PCI-Express (Peripheral Component Interconnect Express) or PCIe is a bus standard that replaced PCI and PCI-X. PCI-SIG (PCI Special Interest Group) creates and maintains the PCIe specification.
PCIe is used in all computer applications including enterprise servers, consumer personal computers (PC), communication systems, and industrial applications.
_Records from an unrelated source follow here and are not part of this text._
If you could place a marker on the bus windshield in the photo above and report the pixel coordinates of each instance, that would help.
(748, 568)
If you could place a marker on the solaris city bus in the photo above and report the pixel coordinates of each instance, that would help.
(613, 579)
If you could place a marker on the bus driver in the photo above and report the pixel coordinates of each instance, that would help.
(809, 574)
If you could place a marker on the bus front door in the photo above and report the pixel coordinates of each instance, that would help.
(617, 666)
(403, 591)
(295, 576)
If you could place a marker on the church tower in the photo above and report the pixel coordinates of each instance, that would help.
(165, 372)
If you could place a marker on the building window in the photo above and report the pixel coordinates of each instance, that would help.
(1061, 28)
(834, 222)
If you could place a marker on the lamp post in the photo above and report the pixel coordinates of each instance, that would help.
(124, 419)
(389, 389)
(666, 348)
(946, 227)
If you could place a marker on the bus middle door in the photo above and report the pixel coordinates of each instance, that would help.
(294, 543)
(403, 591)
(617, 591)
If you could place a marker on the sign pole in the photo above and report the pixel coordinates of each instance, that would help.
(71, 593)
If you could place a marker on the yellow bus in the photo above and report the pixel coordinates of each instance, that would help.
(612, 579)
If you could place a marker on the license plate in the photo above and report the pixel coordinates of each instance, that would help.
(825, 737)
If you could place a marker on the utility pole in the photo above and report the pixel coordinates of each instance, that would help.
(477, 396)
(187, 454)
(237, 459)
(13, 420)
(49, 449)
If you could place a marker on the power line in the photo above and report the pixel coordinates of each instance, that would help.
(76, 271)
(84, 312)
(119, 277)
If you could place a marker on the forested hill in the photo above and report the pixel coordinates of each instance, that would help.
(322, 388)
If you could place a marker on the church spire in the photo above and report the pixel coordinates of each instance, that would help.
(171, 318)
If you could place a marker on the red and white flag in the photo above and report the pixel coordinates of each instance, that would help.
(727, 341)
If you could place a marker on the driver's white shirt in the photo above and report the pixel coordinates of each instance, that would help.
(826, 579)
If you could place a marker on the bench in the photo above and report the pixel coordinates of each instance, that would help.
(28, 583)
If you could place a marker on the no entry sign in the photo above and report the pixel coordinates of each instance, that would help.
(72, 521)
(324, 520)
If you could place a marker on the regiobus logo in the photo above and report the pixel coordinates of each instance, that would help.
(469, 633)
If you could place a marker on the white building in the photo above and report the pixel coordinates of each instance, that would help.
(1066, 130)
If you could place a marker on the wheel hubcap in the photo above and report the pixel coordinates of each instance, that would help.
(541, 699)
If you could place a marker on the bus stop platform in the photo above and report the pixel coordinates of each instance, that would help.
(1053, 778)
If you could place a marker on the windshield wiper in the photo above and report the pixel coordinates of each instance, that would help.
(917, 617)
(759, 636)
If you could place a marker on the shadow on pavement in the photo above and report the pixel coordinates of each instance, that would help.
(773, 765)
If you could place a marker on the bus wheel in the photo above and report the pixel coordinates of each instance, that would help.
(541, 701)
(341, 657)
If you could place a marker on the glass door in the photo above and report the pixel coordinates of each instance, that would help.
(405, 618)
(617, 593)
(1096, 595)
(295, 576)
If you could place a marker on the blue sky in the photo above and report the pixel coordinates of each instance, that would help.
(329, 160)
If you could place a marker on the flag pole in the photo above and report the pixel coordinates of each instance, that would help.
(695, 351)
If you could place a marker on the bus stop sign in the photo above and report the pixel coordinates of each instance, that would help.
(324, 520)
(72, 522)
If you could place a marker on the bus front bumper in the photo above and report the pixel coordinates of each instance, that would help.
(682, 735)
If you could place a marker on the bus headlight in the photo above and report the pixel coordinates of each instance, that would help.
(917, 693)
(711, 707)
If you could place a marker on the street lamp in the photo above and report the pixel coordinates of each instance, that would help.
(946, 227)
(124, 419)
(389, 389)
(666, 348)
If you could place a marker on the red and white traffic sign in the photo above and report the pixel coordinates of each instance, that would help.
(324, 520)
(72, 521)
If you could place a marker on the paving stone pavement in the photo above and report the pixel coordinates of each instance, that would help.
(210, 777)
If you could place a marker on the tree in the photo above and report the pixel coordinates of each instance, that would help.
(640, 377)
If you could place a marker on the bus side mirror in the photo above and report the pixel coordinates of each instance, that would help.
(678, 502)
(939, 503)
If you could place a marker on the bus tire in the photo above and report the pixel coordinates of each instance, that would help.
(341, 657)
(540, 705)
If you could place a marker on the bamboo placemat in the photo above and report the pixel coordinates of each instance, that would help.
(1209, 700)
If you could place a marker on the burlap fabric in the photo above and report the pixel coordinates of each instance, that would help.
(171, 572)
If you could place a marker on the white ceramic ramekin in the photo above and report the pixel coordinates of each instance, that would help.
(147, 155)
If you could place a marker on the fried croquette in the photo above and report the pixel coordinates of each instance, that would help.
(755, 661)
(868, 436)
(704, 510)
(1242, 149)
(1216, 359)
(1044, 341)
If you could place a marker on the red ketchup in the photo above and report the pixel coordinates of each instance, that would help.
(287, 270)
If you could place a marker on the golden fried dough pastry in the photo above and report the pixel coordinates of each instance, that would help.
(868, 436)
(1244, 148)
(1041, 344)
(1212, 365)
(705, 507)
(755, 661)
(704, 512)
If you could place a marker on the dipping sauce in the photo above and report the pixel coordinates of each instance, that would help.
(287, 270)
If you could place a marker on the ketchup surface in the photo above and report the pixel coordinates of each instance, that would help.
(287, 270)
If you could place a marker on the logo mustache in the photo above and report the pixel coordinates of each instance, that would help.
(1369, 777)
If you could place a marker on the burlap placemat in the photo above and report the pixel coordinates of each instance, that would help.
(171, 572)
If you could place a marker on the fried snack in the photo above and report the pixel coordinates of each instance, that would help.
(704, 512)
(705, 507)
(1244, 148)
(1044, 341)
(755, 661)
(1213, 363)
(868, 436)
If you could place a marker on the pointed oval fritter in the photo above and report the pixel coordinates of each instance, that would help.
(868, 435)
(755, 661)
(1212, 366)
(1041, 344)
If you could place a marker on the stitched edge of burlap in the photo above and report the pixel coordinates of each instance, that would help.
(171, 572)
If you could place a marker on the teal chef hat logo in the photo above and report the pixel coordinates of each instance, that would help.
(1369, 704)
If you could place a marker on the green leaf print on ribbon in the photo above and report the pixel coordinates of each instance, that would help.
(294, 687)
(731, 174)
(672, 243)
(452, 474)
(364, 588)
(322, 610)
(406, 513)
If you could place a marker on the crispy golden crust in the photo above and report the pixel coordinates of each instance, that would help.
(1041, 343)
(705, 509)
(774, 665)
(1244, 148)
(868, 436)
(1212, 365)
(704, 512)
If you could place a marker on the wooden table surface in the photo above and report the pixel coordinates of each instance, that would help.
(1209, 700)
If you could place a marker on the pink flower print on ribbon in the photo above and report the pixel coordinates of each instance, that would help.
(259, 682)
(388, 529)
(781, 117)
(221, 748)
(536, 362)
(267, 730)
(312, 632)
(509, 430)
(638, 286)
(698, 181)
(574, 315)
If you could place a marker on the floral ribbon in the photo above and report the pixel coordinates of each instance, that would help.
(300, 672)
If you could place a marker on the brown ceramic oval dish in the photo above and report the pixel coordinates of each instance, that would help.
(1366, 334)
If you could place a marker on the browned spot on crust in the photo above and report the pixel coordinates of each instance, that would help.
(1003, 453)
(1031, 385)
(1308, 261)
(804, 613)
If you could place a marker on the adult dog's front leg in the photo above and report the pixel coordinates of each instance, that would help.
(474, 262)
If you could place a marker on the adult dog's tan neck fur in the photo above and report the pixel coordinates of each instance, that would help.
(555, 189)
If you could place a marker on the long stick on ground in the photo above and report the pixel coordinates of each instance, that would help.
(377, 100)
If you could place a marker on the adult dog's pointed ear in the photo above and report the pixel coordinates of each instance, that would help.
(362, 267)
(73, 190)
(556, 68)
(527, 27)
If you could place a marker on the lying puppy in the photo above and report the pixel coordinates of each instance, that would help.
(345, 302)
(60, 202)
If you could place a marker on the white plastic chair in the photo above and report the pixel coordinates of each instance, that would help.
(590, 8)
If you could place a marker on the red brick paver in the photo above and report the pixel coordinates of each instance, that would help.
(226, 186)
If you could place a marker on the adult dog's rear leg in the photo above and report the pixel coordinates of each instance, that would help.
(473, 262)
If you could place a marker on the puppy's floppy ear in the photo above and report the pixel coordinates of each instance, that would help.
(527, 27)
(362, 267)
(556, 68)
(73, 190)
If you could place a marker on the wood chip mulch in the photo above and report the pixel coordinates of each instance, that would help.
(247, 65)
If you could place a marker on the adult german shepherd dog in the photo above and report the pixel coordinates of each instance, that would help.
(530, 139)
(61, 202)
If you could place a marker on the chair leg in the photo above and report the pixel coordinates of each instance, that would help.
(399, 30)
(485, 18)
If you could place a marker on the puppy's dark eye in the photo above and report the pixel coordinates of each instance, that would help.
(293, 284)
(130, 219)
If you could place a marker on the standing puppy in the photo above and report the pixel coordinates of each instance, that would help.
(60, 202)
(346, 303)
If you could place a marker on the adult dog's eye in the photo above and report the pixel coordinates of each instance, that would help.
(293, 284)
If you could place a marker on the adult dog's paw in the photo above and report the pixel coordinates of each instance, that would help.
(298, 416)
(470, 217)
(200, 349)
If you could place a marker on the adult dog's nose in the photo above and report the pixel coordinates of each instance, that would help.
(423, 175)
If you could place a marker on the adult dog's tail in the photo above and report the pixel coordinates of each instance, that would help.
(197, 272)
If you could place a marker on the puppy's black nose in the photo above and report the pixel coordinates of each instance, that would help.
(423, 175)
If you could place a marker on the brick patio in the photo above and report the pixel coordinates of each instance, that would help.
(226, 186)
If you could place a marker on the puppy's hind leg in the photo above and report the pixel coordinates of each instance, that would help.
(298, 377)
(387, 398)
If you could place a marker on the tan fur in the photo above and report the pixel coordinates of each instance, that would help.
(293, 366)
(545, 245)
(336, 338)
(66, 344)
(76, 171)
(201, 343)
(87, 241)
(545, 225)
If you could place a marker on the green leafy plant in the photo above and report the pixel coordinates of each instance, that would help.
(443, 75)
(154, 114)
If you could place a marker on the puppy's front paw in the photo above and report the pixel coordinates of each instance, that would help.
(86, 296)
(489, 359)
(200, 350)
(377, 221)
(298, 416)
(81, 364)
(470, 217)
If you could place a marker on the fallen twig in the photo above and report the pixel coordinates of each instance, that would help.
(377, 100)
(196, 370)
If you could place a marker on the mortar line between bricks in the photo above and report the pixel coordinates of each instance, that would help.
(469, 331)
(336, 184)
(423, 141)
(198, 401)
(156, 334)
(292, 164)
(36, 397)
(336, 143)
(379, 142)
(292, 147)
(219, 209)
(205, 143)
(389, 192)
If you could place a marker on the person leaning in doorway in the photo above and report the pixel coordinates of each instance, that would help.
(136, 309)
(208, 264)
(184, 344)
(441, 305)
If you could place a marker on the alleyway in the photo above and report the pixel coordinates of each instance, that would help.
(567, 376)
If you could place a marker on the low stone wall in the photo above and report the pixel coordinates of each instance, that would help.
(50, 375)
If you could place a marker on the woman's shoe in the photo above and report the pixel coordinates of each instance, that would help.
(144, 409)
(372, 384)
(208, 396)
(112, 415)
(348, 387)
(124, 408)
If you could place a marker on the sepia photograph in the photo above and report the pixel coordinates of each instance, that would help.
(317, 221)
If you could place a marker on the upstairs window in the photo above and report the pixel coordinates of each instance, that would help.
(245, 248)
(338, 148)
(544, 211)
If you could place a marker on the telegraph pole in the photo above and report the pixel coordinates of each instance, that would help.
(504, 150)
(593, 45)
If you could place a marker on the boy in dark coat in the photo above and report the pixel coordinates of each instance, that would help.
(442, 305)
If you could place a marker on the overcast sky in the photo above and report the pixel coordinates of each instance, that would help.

Unlike the older PCI bus topology, which uses shared parallel bus architecture, PCIe is based on point-to-point topology, with separate serial links connecting every device to the root complex (host). Additionally, a PCIe link supports full-duplex communication between two endpoints. Data can flow upstream (UP) and downstream (DP) simultaneously. Each pair of these dedicated unidirectional serial point-to-point connections is called a lane, as depicted in Fig. 1.8. The PCIe standard is constantly under improvement, with PCIe 3.0 being the latest version of the standard available in the market (Table 1.1). The standardization body is currently working on defining Gen4. Other important features of PCIe include power management, hot-swappable devices, and the ability to handle peer-to-peer data transfers (sending data between two end points without routing through the host) [14]. Additionally, PCIe simplifies board design by utilizing a serial technology, which drastically reduces the wire count when compared to parallel bus architectures.
The PCIe link between two devices can consist of 1–32 lanes. The packet data is striped across lanes, and the lane count is automatically negotiated during device initialization. The PCIe standard defines slots and connectors for multiple widths: ×1, ×4, ×8, ×16, ×32. This allows PCIe to serve lower throughput, cost-sensitive applications as well as performance-critical applications. PCIe uses a packet-based layered protocol, consisting of a transaction layer, a data link layer, and a physical layer, as shown in Fig. 1.9. The transaction layer handles packetizing and de-packetizing of data and statusmessage traffic. The data link layer sequences these Transaction Layer Packets (TLPs) and ensures that they are reliably delivered between two endpoints. If a transmitter device sends a TLP to a remote receiver device and a CRC error is detected, the transmitter device gets a notification back. The transmitter device automatically replays the TLP. With error checking and automatic replay of failed packets, PCIe ensures very low Bit Error Rate (BER). The Physical Layer is split in two parts: the Logical Physical Layer and the Electrical Physical Layer. The Logical Physical Layer contains logic gates for processing packets before transmission on the Link, and processing packets from the Link to the Data Link Layer. The Electrical Physical Layer is the analog interface of the Physical Layer: it consists of differential drivers and receivers for each lane. TLP assembly is shown in Fig. 1.10. Header and Data Payload are TLP’s core information: Transaction Layer assembles this section based on the data received from the application software layer. An optional End-to-End CRC (ECRC) field can be appended to the packet. ECRC is used by the ultimate targeted device of this packet to check for CRC errors inside Header and Data Payload. At this point, the Data Link Layer appends a sequence ID and local CRC (LCRC) field in order to protect the ID. The resultant TLP is forwarded to the Physical Layer which concatenates a Start and End framing characters of 1 byte each to the packet. Finally, the packet is encoded and differentially transmitted on the Link by using the available Lanes. Today, PCIe is a high volume commodity interconnect used in virtually all computers, from consumer laptops to enterprise servers, as the primary motherboard technology that interconnects the host CPU with on-board ICs and add-on peripheral expansion cards.